According to the U.S. Bureau of Labor Statistics, American nuclear plants have long been safer workplaces than most other manufacturing plants. The nuclear industry's safety record is far better than that of the competing coal industry, for instance. Each year in the United States, an average of 33 coal miners die in the line of work, yet there have been no calls to end coal mining on grounds that it is too dangerous.

In other nations, the numbers are much worse. During Chernobyl's heyday, thousands of men were killed in coal mining accidents in the Soviet Union. In China, some 5,000 coal miners perish in accidents each and every year. Since the dawn of the nuclear era, the world's 400-plus civilian nuclear plants have logged well over 10,000 aggregate years of activity, and Chernobyl remains the only accident ever to have harmed members of the public. In addition, the U.S. Navy has been powering ships with nuclear reactors for more than 50 years and has experienced no nuclear accidents.

Nor is there any discernible health risk associated with living close to a nuclear plant. According to the Nuclear Energy Institute, a person would have to live next door to such a plant for more than 2,000 years to get the amount of radiation exposure he gets from a single X-ray.

Coal today is used to produce about 49 percent of America's electricity, while natural gas and petroleum account for another 20 percent and 2 percent, respectively. A coal-fired plant releases 100 times more radioactive material than an equivalent nuclear reactor-and not into a self-contained storage site but directly into the atmosphere. By generating electricity whose production otherwise would have required the use of fossil fuels, the 104 nuclear plants now operating in the U.S. prevent the release of approximately 700 million additional tons of carbon dioxide into the atmosphere each year; that is the equivalent of removing 96 percent of all passenger cars from U.S. roads.

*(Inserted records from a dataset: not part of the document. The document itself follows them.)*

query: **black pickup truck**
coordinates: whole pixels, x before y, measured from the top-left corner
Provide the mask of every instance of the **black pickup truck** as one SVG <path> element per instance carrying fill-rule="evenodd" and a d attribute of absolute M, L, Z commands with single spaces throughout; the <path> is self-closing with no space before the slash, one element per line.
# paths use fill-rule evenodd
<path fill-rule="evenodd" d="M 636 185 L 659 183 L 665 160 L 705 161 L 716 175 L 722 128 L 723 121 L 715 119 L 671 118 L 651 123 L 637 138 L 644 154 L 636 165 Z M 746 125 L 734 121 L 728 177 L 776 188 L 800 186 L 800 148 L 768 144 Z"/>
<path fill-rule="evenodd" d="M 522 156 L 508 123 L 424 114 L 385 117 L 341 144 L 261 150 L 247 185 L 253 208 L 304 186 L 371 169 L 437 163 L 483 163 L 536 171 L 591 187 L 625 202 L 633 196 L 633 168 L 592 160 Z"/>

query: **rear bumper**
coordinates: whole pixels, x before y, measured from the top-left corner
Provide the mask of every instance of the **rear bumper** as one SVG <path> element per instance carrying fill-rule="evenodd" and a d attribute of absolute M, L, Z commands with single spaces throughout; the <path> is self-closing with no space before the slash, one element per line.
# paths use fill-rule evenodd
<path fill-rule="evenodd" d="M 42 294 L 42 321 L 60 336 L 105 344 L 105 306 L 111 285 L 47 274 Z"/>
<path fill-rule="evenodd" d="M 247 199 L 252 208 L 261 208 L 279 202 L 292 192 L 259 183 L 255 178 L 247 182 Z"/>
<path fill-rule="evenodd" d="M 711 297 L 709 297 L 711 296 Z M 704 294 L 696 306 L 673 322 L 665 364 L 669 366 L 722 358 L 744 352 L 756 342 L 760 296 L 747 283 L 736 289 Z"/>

If not for nuclear energy, America's dependence on foreign oil would be even greater than it currently is. During the 1973 oil embargo, nuclear technology produced only 5 percent of the U.S. electric supply, while oil accounted for 17 percent. Today those figures are 19 percent and 2 percent, respectively. If more nuclear plants are constructed, they could replace coal and natural gas as America's major source of electricity production.

So why aren't we building more nuclear power plants? For the same reason we're not drilling for more oil and building new refineries. The Democrats refuse to allow them. They need to be told politely to get out of the way.